The immune system recognises the foreign molecules (antigens) and this triggers the body to produce antibodies and special white blood cells that put the foreign molecules in the line of fire for destruction.


Dr Joyce Nyairo, a cultural analyst and academic, scoffed at a claim by Kenya Airways that it was able to isolate passengers showing symptoms of the disease, asking why they would even allow them to fly with others.

“Where is the isolation room in the plane? Is it in the toilet? Was the air prevented from coming to the other passengers?” she asked.

At the airport, a spot check revealed that some customs officials had not even worn face masks, and would only get curious about those that presented the telltale signs of infection — a cough, shortness of breath and fever.

There is no way in Kenya or even China to test those that are asymptomatic — those that have the disease but are not sickly and are able to spread the virus. Such a case has been reported in Germany.

For this reason, Dr Osoro stressed the importance of educating the public on what to do when they see a person with a cough, shortness of breath and fever.

The US realised this potential and ordered a mandatory 14-day isolation for anyone entering the country from China, whether they are healthy or not.

This is because the incubation period of the virus — the time it takes to start making you fall ill — is two weeks.


Other countries banned flights to mainland China while stopping incoming flights from the country.

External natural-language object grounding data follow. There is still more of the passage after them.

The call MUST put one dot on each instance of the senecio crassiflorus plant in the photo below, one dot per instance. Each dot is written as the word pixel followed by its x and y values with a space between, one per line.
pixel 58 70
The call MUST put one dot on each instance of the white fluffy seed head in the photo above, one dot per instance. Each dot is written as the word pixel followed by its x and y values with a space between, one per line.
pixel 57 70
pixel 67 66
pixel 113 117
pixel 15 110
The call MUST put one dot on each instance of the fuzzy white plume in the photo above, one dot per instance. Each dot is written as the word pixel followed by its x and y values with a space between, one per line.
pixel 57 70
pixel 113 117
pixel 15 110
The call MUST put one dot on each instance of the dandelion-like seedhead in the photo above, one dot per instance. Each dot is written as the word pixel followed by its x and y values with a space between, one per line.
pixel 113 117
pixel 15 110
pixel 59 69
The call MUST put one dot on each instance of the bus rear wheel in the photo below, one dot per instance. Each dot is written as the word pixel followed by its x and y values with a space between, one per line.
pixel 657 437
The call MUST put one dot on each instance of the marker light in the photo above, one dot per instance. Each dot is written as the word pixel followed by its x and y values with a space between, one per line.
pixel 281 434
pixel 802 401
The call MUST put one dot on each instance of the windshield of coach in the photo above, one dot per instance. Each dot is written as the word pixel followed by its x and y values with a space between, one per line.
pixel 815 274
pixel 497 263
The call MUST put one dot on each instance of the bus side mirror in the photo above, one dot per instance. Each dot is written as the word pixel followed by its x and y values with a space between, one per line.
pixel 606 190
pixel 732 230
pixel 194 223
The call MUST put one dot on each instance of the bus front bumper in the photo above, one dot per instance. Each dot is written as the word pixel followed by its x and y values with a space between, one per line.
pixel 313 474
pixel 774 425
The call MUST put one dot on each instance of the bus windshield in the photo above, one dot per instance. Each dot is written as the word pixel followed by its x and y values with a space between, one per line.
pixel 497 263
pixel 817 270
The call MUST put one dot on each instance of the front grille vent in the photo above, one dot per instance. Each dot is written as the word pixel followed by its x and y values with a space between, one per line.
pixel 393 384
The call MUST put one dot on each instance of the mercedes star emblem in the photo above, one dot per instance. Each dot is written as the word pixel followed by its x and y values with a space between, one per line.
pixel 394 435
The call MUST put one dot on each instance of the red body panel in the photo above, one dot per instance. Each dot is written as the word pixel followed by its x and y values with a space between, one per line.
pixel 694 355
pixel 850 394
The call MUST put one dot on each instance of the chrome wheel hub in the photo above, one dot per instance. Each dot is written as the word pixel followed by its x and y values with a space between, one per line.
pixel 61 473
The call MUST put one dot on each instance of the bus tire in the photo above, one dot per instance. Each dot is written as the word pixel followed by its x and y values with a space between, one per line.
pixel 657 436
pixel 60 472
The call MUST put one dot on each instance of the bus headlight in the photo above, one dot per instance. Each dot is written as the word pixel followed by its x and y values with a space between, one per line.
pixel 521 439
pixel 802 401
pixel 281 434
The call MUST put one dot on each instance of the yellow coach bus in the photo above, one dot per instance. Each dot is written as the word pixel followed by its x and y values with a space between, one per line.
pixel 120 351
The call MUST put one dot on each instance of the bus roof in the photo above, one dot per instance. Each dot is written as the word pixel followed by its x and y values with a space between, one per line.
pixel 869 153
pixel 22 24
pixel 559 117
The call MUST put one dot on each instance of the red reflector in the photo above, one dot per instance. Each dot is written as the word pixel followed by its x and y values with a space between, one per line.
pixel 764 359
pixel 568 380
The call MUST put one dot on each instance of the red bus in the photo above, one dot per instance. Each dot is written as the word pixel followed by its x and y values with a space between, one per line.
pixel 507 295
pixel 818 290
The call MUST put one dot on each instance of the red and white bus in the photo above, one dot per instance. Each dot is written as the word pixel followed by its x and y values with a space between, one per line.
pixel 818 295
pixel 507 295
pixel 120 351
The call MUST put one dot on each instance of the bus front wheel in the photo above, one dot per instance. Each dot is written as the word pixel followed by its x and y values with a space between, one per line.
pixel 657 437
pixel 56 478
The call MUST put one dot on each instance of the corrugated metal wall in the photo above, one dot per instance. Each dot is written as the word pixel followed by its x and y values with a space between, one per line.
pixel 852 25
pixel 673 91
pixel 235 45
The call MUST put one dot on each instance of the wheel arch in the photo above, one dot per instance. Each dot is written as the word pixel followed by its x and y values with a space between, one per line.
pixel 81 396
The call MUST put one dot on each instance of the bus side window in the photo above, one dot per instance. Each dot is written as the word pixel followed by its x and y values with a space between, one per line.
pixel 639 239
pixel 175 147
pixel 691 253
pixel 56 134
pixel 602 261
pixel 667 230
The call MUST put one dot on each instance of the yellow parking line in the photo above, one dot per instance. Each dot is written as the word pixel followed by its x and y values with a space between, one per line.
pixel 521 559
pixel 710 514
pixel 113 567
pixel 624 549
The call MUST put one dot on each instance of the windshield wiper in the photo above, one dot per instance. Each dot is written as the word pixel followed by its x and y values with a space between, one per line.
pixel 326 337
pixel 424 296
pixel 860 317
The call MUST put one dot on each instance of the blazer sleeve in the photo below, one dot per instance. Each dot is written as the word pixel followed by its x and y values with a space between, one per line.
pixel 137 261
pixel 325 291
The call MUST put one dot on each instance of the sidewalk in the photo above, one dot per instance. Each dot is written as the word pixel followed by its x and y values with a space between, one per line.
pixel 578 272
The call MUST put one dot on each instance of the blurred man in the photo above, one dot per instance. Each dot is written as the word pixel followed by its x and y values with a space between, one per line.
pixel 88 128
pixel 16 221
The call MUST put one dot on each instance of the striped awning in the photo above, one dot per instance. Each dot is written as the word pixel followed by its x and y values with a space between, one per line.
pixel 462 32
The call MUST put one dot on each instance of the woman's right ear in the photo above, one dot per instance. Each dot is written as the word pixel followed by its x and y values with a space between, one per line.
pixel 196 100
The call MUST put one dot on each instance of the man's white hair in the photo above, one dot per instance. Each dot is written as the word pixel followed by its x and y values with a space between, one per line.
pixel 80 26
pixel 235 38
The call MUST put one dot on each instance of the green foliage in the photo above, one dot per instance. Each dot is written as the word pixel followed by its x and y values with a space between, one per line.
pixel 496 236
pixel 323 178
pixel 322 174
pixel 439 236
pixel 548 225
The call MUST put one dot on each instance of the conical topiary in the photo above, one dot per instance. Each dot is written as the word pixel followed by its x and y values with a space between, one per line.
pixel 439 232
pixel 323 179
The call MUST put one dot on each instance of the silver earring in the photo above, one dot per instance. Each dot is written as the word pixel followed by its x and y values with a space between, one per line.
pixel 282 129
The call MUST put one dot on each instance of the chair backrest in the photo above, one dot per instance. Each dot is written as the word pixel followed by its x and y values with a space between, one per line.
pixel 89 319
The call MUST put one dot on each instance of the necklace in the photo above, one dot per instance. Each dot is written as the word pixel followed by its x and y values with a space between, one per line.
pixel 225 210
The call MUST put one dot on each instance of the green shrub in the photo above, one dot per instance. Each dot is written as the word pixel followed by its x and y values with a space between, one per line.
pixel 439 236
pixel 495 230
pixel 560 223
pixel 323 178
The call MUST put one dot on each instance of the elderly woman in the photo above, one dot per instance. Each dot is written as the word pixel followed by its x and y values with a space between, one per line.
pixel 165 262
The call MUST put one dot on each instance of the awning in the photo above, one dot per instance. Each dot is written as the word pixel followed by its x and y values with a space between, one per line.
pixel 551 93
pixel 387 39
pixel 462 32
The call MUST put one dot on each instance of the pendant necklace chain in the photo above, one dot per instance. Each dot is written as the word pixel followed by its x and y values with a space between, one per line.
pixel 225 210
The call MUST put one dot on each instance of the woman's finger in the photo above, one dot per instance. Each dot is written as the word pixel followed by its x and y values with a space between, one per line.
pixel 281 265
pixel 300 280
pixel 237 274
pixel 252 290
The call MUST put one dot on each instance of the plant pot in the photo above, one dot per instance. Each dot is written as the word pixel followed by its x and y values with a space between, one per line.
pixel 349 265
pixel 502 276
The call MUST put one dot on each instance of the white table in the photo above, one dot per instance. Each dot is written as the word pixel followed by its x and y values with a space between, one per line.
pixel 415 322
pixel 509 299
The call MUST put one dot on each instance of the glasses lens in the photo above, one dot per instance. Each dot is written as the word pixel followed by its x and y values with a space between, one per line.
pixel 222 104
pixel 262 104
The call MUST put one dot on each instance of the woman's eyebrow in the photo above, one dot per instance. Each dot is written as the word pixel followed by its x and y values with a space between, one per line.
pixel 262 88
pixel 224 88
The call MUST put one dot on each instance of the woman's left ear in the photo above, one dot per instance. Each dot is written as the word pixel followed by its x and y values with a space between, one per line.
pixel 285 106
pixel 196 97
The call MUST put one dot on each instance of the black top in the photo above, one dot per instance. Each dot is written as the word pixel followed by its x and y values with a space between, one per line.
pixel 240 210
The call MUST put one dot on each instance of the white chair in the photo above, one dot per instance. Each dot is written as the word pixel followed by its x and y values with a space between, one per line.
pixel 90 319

More than 10,000 flights into China had been stopped from the time the outbreak started to January 31, according to Cirium, an organisation that conducts research and provides data on travel.

Back home, it took a public outcry for Kenya Airways to suspend its Boeing 787 flights to Guangzhou.

An average of 24,000 passengers transit through JKIA daily. This is not comforting given how the virus behaves, and the fact that it is spread through the air.

Prof Kariuki Njenga, a professor of virology, says scientists are always playing catch-up with coronaviruses.

He says coronaviruses “marry” other components and micro-organisms to create novel versions of themselves. “From that marriage, another monster may emerge,” he said.

At first, scientists found solace in the disease’s low reproductive number — how many people it can infect from the first patient. It was between two and 2.5, lower than SARS, which was as high as five.

But, in less than a month, 2019-n-CoV has already claimed more lives than Sars killed in eight months.